With these operators defined we can write expressions that combine them in a variety of interesting ways. For example, the following expression breaks the input into sentences delimited by ., keeps sentences that contain the substring Alice and then narrows to the last word in the sentence as a submatch:

x/(.|\n)*?\./ g/Alice/ n/(\w+)\./

Running such an expression over the following text:

This is a multi-line string that mentions peoples names. People like Alice
and Bob. People like Claire and David, but really we're here to talk about
Alice. Alice is everyone's friend.

Would extract the words Bob, Alice and friend in order as the final submatch from the "narrow" expression.

That's already quite powerful and expressive but there is one more piece of syntax that we define which allows us to do some really interesting things.

We define a parallel "group" to be an ordered list of expressions that are run over same initial dot rather than sequentially refining each match position. To distinguish this from a normal expression chain, the group as a whole is wrapped in curly braces and each "branch" is terminated with a semi-colon. It is a syntax error to have an empty group or to omit the semi-colon at the end of a branch.

An group such as the following would run each expression in parallel over the entire input, interleving matches from each branch as they are found:

{
  # if dot contains "Alice" extract the last word before a '.'
  g/Alice/ n/(\w+)\./;

  # if it doesn't, extract the first word of dot instead
  v/Alice/ n/(\w+)/;
}

Running this against our input from before will produce friend, as we are running over the entire input.

If we add a group to the end of an expression chain then it runs for each match produced by the chain. So, if we add back our "extract" for splitting the input into sentences:

x/(.|\n)*?\./ {
  g/Alice/ n/(\w+)\./;
  v/Alice/ n/(\w+)/;
}

We'll get This (a new match) followed by Bob, Alice and friend that we had before.

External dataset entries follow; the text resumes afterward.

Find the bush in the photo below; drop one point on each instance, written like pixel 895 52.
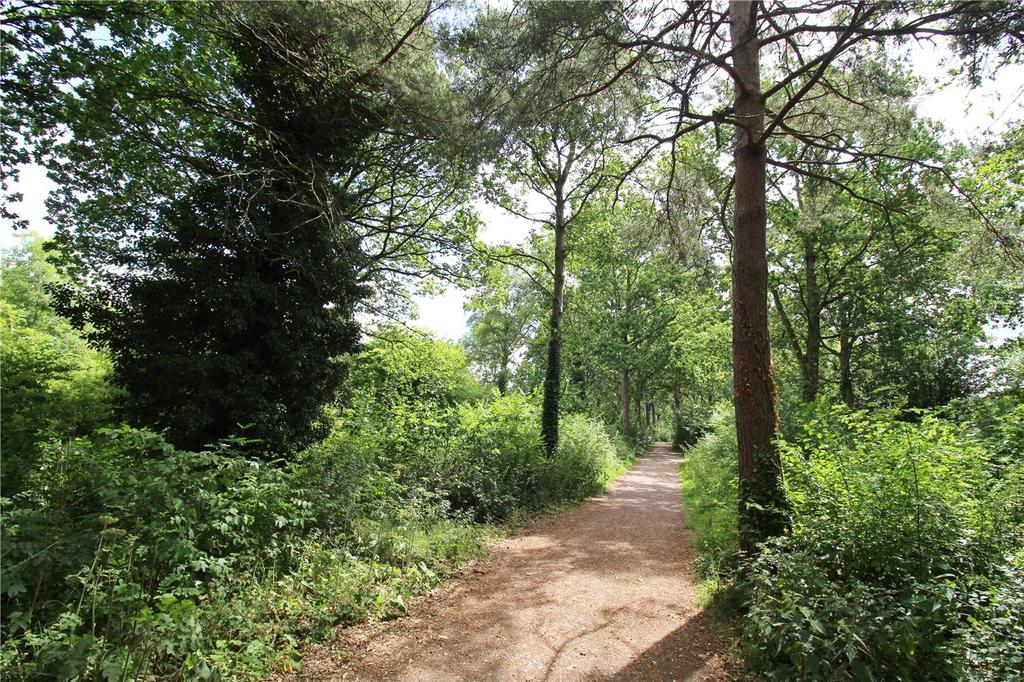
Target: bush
pixel 586 460
pixel 891 568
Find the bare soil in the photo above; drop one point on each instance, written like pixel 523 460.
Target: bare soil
pixel 602 592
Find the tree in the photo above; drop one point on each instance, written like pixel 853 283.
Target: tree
pixel 685 47
pixel 559 152
pixel 500 323
pixel 237 180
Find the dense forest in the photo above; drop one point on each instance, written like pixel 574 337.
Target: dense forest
pixel 225 435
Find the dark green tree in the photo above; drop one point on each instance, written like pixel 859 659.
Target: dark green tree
pixel 236 179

This combination of guards and parallel groups allows us to conditionally extract different substrings based on the surrounding structure, but at a cost: we now don't know which branch matched inside of the parallel group. To address that, we need to address the other half of the problem: applying actions to matches.

Applying actions

The expressions shown above have no explicit action assigned to them, so they will result in the default action of simply emitting the match. If we instead assign an "action" tag to the end of each branch, that action will be emitted alongside each match coming from that branch:

x/(.|\n)*?\./ {
  g/Alice/ n/(\w+)\./ A;
  v/Alice/ n/(\w+)/ B;
}

Now we will see an A tag when we match the first branch and a B tag when we match the second. Running again over our input we will get both the matches themselves and their associated tag: ("This", 'B'), ("Bob", 'A'), ("Alice", 'A') and ("friend", 'A').